Description
See discussion in oxidecomputer/stlouis#94, specifically https://github.com/oxidecomputer/stlouis/issues/94#issuecomment-1496594723. We need to choose collectively an architectural path forward here, both short-term and long-term, so one possible outcome is that this ticket will be closed without any work required in sled-agent. There are several options here:
- Do nothing in the short term, which will mean that service actions involving insertion of a PCIe device (SSD or SC) will require the Gimlet in question to be rebooted before the newly-attached device will function. This would require documentation in the form of a highly visible product-level erratum. In the long term, implement one of the remaining options.
- In the short term, have sled-agent detect the insertion of an SSD via hacks (in a path similar to existing/planned hacks for detection of configured storage devices) and configure the attachment point to bring the device online. In this scenario, Sidecar attachment can be disregarded as the short-term service action for SC-Scrimlet changes is already complex and expected to be infrequent. In the long term, implement one of the remaining options.
- In the short term, have system software forcibly enable all devices on hot-insertion. In the long term, implement one of the remaining options. While this can likely be done fairly quickly, it will contend with other host system software work and will require tradeoffs between the existing schedule and other work. Short-term risks are substantial due to inadequate downstack staffing.
- Provide a flexible mechanism to configure system software to automatically enable devices on hot-insertion, with a sysevent and/or FRU monitor based mechanism for detecting auto-enable failures and perhaps diagnose such failures as faults. Configure system software to do this automatically on all oxide arch implementations and/or as part of the Helios build process. Requires generic and Gimlet-specific topo work, including a FRU monitor (see RFD 360). Months of work; requires schedule slip if part of the MVP definition.
- Provide FRU monitoring mechanisms in fmd or other system software and provide a sysevent and/or additional interface for upstack software to consume it. As part of this, manage and propagate hot-insertion events into upstack software (sled-agent, on the oxide architecture) that is tasked with implementing policy. This could be done in conjunction with other non-sled-agent implementations serving the same purpose on other architectures. Months of OS work, plus additional sled-agent work; requires schedule slip if part of the MVP definition.
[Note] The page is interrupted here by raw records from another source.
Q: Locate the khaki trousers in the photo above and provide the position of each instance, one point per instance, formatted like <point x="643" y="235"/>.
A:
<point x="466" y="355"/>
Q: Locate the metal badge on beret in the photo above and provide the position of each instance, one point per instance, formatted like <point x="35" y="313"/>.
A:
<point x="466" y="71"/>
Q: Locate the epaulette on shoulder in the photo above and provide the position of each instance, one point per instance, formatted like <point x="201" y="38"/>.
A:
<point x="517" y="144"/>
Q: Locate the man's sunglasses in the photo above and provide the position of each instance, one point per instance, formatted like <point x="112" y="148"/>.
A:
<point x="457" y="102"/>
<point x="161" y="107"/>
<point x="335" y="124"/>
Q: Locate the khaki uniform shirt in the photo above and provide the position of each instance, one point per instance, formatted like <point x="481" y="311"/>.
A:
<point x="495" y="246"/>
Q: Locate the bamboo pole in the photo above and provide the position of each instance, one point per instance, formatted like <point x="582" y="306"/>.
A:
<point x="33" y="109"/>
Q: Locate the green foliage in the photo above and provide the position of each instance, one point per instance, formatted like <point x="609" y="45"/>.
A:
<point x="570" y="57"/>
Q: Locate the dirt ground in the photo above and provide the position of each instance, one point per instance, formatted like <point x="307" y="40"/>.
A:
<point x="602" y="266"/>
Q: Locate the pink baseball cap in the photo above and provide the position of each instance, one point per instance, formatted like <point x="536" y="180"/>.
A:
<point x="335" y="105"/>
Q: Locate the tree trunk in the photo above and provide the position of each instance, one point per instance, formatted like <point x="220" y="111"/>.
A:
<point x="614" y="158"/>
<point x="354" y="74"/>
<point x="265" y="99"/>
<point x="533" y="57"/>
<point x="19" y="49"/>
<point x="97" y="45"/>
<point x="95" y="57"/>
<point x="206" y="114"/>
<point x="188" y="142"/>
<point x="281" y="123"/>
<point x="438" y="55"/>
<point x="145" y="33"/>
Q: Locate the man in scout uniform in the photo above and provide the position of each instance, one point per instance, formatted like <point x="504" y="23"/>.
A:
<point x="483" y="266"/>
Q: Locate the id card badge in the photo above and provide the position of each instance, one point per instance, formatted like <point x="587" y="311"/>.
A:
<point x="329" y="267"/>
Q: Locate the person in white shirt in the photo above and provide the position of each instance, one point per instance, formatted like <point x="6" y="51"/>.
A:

Some additional hybrid and/or interim-path solutions may exist. The above does not specifically consider what happens if sled-agent (and/or other userland functionality, including userland system software if applicable) is unable to run, which needs additional design work. I plan to write a very brief RFD on this, so this isn't the place to choose our path. Instead, I'm opening this ticket to track the potential for upstack software work in this area and ensure adequate visibility for MVP definition vs. schedule vs. staffing priority calls and possible effects on other sled-agent engineering choices. As there is little documentation covering sled-agent's intended functions or architecture I do not have good visibility into that aspect of this problem. Note that this behaviour is not specific to Oxide hardware so it technically exists on PC-based stand-ins also; if that's considered an important environment going forward (possible but not recommended), the long-term solution should take that into consideration.